Cornell ILR School opens New York City think tank and part-time graduate program

Cornell's School of Industrial and Labor Relations (ILR) is opening a New York City institute and think tank to study the changing issues of the workplace. It's name: the Cornell Institute for Workplace Studies.

Under its auspices, the ILR School will offer an affordable, part-time, Ivy League master of professional studies (M.P.S.) program based in Manhattan. ILR School faculty will teach in the Saturday program, which is otherwise available only to full-time students on Cornell's main campus in Ithaca. The first class will begin in January 2000.

"The ILR School was founded as a place where scholars and practitioners in economics, history, sociology, psychology, law and political science could investigate the relationship between labor and management in an effort to advance the world of work," said ILR Dean Edward Lawler. "The Institute for Workplace Studies will build on this rich tradition while expanding the ILR School's role in the metropolitan New York area."

The New York City initiative is being led by workplace scholar Samuel B. Bacharach, the McKelvey-Grant Professor of Labor Management Relations at the ILR School as well as the director of another ILR initiative, the R. Brinkley Smithers Institute for Alcohol Related Workplace Studies.

"In many ways the new Workplace Studies Institute is part of a long New York tradition of a continuous dialogue and intellectual exchange," Bacharach said. "We hope that the institute will help to sustain this tradition by being an active forum for new ideas."

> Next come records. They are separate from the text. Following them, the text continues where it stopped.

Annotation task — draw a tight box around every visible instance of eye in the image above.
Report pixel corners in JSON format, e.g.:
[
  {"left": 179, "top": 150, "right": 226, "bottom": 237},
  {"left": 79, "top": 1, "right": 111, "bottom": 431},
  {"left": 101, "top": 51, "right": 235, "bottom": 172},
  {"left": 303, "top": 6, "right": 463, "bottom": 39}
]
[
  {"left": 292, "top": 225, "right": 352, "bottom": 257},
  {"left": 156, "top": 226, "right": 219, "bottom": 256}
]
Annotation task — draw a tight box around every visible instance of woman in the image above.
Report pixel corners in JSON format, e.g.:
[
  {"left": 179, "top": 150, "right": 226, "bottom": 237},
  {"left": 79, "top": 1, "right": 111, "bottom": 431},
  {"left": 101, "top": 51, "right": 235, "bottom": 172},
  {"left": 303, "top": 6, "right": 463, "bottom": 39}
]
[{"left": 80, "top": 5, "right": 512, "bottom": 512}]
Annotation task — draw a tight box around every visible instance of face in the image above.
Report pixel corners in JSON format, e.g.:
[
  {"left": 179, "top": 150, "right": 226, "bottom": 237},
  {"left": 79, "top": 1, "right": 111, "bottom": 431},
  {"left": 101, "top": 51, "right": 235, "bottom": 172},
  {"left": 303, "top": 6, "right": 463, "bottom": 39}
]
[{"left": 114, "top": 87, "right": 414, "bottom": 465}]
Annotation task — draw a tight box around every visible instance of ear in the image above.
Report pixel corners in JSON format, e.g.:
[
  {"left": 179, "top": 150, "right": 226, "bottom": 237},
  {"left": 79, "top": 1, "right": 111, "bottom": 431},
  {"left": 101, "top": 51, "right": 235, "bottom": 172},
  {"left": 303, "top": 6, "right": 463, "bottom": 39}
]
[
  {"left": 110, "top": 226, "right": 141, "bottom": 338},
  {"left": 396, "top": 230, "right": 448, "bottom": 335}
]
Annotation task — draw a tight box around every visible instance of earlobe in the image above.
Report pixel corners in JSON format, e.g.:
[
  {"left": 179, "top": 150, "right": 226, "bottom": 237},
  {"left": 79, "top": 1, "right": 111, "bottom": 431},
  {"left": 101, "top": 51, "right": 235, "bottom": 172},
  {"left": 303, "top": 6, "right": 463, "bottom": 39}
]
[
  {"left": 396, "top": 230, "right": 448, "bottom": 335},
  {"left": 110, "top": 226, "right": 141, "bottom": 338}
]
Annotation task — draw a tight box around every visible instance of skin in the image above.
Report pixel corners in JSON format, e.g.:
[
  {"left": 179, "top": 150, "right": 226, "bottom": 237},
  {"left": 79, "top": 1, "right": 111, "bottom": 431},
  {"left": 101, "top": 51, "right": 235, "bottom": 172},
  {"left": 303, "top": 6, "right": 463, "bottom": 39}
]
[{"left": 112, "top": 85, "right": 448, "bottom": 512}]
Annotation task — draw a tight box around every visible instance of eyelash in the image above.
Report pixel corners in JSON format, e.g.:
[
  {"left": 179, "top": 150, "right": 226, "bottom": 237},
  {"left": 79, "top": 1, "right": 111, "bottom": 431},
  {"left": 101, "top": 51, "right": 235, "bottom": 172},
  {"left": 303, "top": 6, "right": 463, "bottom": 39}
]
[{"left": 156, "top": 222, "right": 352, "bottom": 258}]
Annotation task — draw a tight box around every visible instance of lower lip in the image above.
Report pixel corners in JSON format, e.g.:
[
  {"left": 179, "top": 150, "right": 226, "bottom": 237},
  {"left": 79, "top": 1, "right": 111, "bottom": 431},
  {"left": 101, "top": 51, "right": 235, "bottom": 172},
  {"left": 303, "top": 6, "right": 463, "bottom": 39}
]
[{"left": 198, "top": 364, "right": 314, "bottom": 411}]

The new Workplace Studies Institute was developed to bridge the gap between academia and the real world of work, through research initiatives, educational programs and forums. The institute will be a vehicle for scholars to work closely with the academic, government, business and labor communities in the metropolitan New York area and to explore 21st-century workplace

practices, policies and initiatives. Professors associated with the institute study contemporary workplace issues, labor and management initiatives, the union movement and public policy through their research and interactions with labor and management leaders.

This fall, the new institute will release the findings of a five-year ILR study that Bacharach led, examining substance abuse and stress among blue collar workers. It will also launch a Workplace Colloquium Series, featuring leading Cornell professors, who will examine such major workplace issues as employees with disabilities, conflict resolution, immigration policy and the state of U.S. labor relations law and policy. Other initiatives this year include seminars for labor scholars in the metropolitan New York area. One such seminar, on income inequality and the American worker, will be moderated by Seymour Spilerman, the Julian C. Levi Professor of Social Science at Columbia University.

The new institute's part-time M.P.S. program is tailored to professionals and working adults. "It's an academic program for people who want to broaden their theoretical understanding of workplace issues," said Bacharach. "With the commitment of our faculty and a strong potential pool of graduate candidates in the metropolitan area, it should be a vibrant addition to the school"

The part-time program will enroll 20 students a year and takes two full years to complete (the full-time Ithaca-based program can be completed in a year). Classes in the part-time program will be held on Saturdays during the academic year at the institute's midtown Manhattan campus, followed by two-week summer sessions in Ithaca. Tuition is about $10,000 a year. Bacharach hopes the program will attract students from throughout the Eastern Seaboard.

The new institute is also developing international partnerships with other academic institutions and will co-host a series of conferences on the "New Social Contract in the Workplace." The first such conference will be with Ben-Gurion University of the Negev in Beer Sheva, Israel, in March 2000.